Aderbal é um dos nomes mais conhecidos do teatro brasileiro. Entre seus últimos trabalhos, dirigiu Andréa Beltrão em "A Prova", e Marília Gabriela e Reinaldo Gianechini em "A peça sobre o bebê". Em Molero, o diretor optou por colocar no palco o texto integral do livro do escritor português Diniz Machado. A única mudança feita foi a tradução de algumas palavras do português de Portugal para a língua falada no Brasil.
O drama virou comédia e para quem reclama que o espetáculo é muito longo, Freire Filho diz que "o espetáculo é curtíssimo porque, nesse tempo, você não vai conseguir ler o livro inteiro". Se para uns é cansativo, para outros não. "Tem muita informação, tem gente que volta para ver outras vezes", garante a atriz Raquel Iantas.
A produção chegou a pensar em fazer com que o ingresso fosse válido para o dia seguinte. Assim, as pessoas com problemas na coluna, por exemplo, que não pudessem assistir todo o espetáculo em um único dia, poderiam voltar no dia seguinte para terminar a sessão. Mas o projeto foi abandonado por ser, na prática, inviável.

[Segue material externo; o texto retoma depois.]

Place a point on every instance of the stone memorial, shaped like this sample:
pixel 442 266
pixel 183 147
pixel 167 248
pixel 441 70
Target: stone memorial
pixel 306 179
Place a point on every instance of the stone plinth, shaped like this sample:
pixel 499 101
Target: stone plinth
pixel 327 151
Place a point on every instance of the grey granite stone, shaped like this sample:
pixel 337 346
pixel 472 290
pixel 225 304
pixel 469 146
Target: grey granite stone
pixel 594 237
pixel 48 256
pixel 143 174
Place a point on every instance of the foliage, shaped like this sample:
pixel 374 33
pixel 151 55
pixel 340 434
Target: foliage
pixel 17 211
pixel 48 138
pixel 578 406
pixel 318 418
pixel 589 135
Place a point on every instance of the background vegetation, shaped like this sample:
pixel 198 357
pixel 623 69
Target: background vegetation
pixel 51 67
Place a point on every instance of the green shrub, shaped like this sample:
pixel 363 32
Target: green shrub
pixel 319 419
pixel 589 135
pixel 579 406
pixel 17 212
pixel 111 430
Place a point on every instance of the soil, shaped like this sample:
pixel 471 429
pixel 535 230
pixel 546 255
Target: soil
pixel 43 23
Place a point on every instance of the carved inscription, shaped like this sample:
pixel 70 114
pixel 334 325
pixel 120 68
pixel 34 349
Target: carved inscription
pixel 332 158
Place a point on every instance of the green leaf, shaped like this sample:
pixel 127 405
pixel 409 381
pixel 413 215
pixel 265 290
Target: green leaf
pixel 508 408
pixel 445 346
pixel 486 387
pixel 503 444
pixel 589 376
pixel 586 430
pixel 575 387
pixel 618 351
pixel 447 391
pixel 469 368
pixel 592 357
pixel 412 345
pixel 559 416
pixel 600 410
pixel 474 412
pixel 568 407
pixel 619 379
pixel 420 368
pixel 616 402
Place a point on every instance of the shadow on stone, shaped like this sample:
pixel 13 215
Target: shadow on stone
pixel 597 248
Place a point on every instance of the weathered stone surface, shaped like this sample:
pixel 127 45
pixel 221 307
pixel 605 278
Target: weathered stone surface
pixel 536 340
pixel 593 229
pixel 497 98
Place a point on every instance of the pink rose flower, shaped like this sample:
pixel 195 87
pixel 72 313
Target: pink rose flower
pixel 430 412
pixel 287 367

Outra hipótese também levantada era a de fazer uma versão editada, uma vez por semana, com menor tempo de duração.
Não é só o tempo de duração que é grande. Em Molero, todos os números são exagerados. O cenário é composto por mais de 100 gavetas, os atores trocam de roupa mais de 300 vezes e usam mais 450 adereços. "Nem que seja uma peruca, um óculos ou um bigode, cada personagem tem sua caracterização", explica o diretor.
"O que diz Molero" conta a história de dois investigadores que analisam o dossiê escrito por Molero, no qual descreve sua vida. O documento faz um panorama de sua infância, juventude, viagens e das pessoas que fizeram parte desse caminho. É aí que mais de 200 personagens entram em cena. Todos interpretados por apenas seis atores da extinta Companhia Centro de Demolição e Construção do Espetáculo (RJ) - Chico Diaz, Orã Figueiredo, Augusto Madeira, Claudio Mendes, Gillray Coutinho e Raquel Iantas.
Chico Dias pode ser visto em papéis bem diferente dos que costuma fazer na televisão. Ao contrário do vilão ou do cangaceiro, na peça, Chico interpreta Molero em várias idades e pode ser encontrado debaixo de uma mesa, com os olhos arregalados e as mãos enroladas na blusa, na pele de um garoto com medo.
Para o ator Orã Figueiredo, Molero "é um espetáculo que tem a cara do Festival porque vai na contramão dos comerciais. É para a platéia que quer ver coisas diferentes", afirma. Além de longo, com exceção de Chico, traz atores que não são conhecidos do público pela televisão. "As pessoas ficam admiradas de ver que a qualidade do ator não está ligada a ele estar na TV. Geralmente é o contrário", conta Freire Filho.
O espetáculo teve três indicações ao Prêmio Shell (RJ) deste ano e concorre nas categorias de melhor cenário, ator (Ora Figueiredo) e diretor.